You see, I (and many other independent writers) were wrong for contradicting common American group-think with our facts born of direct experience of Syria and contact with actual common Syrians! As I recently asked an auditorium full of students, “how often over the course of the past years did we actually hear the perspectives of common Iraqis and Syrians in mainstream media presentations?”
As early as summer of 2011 contacts inside Syria were warning me of external powers like Saudi Arabia, Qatar, and Turkey exacerbating the conflict by financing an insurgency inside Syria. Back then, any attempt to relay such information to Americans was dismissed as being “pro-Assad” or just downright looney.
Now that Biden’s own words have blown open the lies of the government/corporate media narrative on ISIS and Syria, we should take a sober look at BBC investigative reporter Adam Curtis’ conclusion:
The question at the heart of this whole story is – Who was the ventriloquist? And who was the dummy?
Maybe we were the dummy? By allowing perception management with its simplifications, falsehoods and exaggerations to create a simplified vision of the world – we fell into a fake universe of certainty when really we were just watching a pantomime.
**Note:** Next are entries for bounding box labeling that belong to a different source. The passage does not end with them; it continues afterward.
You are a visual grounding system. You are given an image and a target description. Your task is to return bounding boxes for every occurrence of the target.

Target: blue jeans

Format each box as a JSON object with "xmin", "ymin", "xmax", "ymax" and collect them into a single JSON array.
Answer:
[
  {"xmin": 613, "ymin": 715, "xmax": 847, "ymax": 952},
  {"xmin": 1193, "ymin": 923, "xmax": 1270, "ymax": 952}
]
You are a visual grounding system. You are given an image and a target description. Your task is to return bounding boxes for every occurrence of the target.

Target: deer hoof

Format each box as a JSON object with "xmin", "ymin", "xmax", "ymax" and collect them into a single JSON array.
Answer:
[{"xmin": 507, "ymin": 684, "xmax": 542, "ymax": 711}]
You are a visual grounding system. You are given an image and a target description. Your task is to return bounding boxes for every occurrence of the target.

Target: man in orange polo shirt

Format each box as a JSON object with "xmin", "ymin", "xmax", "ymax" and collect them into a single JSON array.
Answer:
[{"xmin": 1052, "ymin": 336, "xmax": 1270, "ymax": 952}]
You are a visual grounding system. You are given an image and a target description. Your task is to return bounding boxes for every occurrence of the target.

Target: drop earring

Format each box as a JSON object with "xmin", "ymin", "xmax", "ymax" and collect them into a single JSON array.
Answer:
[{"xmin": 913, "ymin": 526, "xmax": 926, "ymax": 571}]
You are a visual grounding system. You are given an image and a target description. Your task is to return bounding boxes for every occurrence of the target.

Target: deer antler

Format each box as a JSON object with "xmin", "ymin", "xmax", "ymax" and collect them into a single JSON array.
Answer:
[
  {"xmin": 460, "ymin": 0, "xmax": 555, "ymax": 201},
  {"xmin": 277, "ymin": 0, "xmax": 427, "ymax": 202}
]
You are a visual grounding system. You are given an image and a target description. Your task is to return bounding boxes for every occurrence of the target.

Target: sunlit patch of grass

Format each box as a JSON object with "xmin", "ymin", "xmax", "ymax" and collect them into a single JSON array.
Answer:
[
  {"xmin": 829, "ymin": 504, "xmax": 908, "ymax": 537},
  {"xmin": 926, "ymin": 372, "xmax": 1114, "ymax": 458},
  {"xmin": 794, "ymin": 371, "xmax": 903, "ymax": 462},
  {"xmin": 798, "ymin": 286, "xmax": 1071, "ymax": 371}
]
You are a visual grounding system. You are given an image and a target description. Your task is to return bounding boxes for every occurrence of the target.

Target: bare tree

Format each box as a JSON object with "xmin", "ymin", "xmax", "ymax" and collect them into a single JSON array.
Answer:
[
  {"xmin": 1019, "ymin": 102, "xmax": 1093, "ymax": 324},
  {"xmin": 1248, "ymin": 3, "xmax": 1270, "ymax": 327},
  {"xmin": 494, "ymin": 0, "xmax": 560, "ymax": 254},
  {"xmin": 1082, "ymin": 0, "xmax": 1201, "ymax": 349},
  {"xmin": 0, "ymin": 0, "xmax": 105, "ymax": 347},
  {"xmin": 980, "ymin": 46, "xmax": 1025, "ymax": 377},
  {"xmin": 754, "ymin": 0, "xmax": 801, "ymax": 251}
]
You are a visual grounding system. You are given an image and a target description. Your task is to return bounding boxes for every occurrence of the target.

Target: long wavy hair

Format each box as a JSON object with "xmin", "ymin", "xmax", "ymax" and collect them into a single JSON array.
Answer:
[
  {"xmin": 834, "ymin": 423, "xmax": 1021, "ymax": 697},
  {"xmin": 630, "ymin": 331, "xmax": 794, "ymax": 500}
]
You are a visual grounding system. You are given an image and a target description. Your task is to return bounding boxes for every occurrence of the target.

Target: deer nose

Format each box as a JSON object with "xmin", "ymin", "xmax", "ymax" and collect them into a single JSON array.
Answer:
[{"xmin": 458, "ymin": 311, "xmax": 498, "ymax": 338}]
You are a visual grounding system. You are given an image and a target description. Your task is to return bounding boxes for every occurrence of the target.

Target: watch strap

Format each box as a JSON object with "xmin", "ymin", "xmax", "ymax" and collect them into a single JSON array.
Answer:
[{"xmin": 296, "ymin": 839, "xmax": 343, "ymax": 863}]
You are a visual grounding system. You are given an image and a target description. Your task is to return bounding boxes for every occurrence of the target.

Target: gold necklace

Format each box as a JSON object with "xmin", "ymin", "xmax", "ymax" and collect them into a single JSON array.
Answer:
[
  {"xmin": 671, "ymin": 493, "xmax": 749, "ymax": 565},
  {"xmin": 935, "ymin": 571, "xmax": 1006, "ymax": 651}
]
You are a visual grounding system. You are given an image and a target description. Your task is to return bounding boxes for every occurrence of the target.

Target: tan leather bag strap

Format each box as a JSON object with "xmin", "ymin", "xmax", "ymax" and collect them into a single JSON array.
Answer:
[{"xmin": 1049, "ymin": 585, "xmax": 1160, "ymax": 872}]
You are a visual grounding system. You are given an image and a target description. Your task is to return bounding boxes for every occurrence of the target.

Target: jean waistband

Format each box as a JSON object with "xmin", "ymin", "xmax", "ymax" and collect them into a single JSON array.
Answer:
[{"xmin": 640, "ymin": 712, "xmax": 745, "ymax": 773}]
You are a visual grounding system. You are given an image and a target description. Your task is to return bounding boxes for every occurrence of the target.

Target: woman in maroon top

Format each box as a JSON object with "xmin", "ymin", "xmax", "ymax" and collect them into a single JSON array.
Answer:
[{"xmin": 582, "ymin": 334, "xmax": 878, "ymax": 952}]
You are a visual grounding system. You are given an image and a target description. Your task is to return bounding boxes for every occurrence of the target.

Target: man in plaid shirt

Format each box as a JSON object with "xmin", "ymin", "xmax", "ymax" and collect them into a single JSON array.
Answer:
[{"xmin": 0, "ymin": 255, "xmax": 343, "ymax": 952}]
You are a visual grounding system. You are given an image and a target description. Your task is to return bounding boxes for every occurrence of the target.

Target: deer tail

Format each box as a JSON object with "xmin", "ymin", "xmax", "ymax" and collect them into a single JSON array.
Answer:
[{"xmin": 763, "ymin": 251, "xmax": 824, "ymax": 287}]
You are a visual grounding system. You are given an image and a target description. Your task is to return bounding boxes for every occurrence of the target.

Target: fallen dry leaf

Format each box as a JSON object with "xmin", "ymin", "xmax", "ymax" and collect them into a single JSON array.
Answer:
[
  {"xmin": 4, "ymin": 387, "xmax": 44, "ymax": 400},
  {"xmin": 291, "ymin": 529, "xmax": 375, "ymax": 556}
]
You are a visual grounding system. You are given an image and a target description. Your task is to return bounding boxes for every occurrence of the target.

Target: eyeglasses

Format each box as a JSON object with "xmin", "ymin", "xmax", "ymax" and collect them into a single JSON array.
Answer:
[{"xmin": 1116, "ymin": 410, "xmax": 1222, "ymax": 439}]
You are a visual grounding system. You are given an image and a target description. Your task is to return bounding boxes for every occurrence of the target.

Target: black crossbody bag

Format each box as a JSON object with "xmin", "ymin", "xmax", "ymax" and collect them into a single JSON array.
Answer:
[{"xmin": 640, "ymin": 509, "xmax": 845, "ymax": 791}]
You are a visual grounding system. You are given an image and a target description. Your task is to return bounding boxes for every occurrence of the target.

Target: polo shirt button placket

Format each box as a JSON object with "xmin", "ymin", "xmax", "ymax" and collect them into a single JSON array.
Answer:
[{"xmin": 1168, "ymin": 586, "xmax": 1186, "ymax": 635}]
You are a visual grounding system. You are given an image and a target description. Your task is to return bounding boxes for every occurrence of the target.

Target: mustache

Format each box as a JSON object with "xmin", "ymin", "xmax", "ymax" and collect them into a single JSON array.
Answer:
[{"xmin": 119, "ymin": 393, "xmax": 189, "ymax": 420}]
And now as the Arab Spring unfolds and reveals the true chaos and messiness of the real world – above all the horror of what is happening in Syria – we find ourselves completely unable to understand it or even know what to do. So those stories get ignored while we follow others with clearer and more simplified dramas which have what seem to be obvious goodies and baddies – thank god for Iran, North Korea and Jimmy Savile.